More evidence on how public health spending influences population health

A new paper by UC-Berkeley’s Tim Brown adds to the growing evidence about the health effects attributable to public health investments. A key innovation in Brown’s approach is the use of Koyck distributed lag models that allow exploration of the time paths that determine how spending in one period influences health outcomes in subsequent periods. This innovation is important given that many public health programs and policies target chronic diseases and risk factors with relatively long incubation and progression periods.

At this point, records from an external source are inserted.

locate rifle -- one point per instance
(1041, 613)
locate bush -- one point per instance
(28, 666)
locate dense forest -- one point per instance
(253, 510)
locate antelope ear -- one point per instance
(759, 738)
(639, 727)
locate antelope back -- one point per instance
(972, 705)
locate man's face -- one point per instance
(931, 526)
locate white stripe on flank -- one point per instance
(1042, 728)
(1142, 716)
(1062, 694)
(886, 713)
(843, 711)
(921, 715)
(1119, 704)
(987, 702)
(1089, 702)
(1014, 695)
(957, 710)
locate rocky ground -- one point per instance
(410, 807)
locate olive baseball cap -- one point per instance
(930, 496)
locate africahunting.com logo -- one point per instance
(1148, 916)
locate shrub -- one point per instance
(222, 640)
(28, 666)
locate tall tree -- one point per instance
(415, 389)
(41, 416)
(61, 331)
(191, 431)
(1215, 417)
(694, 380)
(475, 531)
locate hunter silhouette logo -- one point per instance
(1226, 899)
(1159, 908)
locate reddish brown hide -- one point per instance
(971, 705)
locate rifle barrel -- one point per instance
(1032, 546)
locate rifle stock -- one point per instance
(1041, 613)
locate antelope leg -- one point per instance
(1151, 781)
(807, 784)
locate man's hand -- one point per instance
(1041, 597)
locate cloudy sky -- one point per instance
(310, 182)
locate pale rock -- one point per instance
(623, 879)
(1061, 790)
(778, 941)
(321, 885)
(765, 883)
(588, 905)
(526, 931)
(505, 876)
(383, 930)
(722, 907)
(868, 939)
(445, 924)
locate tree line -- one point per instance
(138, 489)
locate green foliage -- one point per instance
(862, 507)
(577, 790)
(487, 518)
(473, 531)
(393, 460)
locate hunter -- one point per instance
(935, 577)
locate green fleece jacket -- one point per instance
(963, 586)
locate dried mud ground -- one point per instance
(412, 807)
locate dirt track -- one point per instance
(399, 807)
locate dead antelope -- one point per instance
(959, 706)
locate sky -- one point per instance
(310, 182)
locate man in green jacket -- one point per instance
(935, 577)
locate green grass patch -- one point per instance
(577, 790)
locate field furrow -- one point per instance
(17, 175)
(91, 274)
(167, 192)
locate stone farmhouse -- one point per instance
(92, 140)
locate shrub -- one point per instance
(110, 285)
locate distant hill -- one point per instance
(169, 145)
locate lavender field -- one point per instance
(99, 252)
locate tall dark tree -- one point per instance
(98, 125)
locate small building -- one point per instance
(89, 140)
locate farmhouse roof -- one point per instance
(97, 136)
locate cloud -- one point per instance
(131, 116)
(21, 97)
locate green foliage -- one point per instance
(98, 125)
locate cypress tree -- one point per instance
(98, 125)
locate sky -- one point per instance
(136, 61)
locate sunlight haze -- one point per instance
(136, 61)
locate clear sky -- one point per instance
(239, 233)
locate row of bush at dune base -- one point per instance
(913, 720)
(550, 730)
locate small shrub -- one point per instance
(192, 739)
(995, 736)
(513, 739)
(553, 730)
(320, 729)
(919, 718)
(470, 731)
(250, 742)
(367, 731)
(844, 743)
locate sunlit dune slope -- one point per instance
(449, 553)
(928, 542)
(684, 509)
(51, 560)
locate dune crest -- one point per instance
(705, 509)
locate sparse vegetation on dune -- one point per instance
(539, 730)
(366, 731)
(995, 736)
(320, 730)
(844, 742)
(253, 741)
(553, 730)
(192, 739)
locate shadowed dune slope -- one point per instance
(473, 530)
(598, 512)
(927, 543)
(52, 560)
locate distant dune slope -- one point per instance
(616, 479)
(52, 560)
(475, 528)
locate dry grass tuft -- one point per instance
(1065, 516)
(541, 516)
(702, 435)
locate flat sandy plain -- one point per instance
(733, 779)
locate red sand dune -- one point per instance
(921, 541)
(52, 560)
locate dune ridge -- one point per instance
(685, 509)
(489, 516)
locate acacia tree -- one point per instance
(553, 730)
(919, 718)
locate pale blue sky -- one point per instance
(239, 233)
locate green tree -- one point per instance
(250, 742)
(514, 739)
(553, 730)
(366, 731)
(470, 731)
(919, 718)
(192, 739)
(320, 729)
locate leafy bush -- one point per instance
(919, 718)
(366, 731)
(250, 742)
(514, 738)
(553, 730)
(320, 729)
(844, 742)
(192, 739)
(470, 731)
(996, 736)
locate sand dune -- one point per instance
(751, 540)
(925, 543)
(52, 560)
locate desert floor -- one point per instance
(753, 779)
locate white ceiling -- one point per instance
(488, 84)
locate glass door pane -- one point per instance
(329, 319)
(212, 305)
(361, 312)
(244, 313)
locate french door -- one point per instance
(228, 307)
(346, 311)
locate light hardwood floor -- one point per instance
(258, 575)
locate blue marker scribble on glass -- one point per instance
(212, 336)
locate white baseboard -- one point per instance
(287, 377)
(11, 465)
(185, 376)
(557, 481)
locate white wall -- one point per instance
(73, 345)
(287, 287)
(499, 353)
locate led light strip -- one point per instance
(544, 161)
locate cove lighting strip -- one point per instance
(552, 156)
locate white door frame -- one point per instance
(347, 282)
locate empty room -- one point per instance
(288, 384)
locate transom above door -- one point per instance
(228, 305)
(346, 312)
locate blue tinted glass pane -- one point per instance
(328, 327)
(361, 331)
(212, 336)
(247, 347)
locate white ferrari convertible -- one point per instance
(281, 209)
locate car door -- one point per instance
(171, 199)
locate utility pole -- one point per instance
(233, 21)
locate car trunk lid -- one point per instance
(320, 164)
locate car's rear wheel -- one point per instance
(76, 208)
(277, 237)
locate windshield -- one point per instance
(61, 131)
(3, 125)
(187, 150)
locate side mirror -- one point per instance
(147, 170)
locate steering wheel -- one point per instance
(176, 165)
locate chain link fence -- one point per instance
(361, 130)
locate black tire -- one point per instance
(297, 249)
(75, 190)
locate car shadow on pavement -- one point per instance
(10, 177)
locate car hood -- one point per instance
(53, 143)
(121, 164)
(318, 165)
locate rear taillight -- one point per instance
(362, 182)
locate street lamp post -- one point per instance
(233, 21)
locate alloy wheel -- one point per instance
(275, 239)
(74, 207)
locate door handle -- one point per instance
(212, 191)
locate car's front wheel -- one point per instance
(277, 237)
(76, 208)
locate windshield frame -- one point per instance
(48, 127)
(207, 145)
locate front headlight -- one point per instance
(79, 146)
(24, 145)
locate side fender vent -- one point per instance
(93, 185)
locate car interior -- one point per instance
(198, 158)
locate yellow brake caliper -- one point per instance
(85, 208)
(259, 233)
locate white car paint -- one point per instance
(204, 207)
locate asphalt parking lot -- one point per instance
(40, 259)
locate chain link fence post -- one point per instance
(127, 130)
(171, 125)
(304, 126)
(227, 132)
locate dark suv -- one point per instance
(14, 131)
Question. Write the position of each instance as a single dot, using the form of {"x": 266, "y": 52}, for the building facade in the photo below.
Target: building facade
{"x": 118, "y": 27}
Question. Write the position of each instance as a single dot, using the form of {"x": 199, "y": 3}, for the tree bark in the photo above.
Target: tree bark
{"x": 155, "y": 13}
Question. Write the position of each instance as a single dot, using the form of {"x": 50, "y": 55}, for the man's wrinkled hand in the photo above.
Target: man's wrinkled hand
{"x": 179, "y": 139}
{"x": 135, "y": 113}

Brown’s study uses annual data on the expenditures of California’s county public health departments during 2001-2008, linked with county-level estimates of all-cause mortality. By exploiting both cross-sectional and longitudinal variation in county public health agency spending per capita, he finds that a $10 increase in agency spending per capita reduces the all-cause mortality rate by 9.1 deaths per 100,000 over this 8 year period. At current levels of spending in California, these results suggest that local public health agencies have averted a total of 27,000 deaths per year in California during this period, generating a total economic value of $212 billion – more than $100 in benefit for every $1 invested.

Another notable feature of this study is its approach for addressing endogeneity bias in estimates of how spending influences mortality. Addressing the endogeneity of spending is absolutely essential for supporting causal inferences about the health effects of public health spending, as my own work has shown. Eliminating this bias generally requires using an instrumental-variables (IV) approach that hinges on finding instruments that induce exogenous variation in spending but that have no direct effect on the health outcomes of interest. These IVs function as a stand-in for randomization, allowing researchers to approximate results that would be obtained if it were possible to randomly assign communities and agencies to different levels of spending (with certain caveats of course).

The Brown study employs a method recently proposed by Lewbel to reduce endogeneity bias when traditional instrumental variables are not available. The “Lewbel IV approach” relies purely on heteroskedasticity in the model to identify unbiased estimates. By relying on distributional assumptions about the error term, this approach is likely to be less reliable than traditional IV methods, and the results must be interpreted with caution. However, in the absence of traditional IVs, this approach may be the only feasible strategy available to address endogeneity bias.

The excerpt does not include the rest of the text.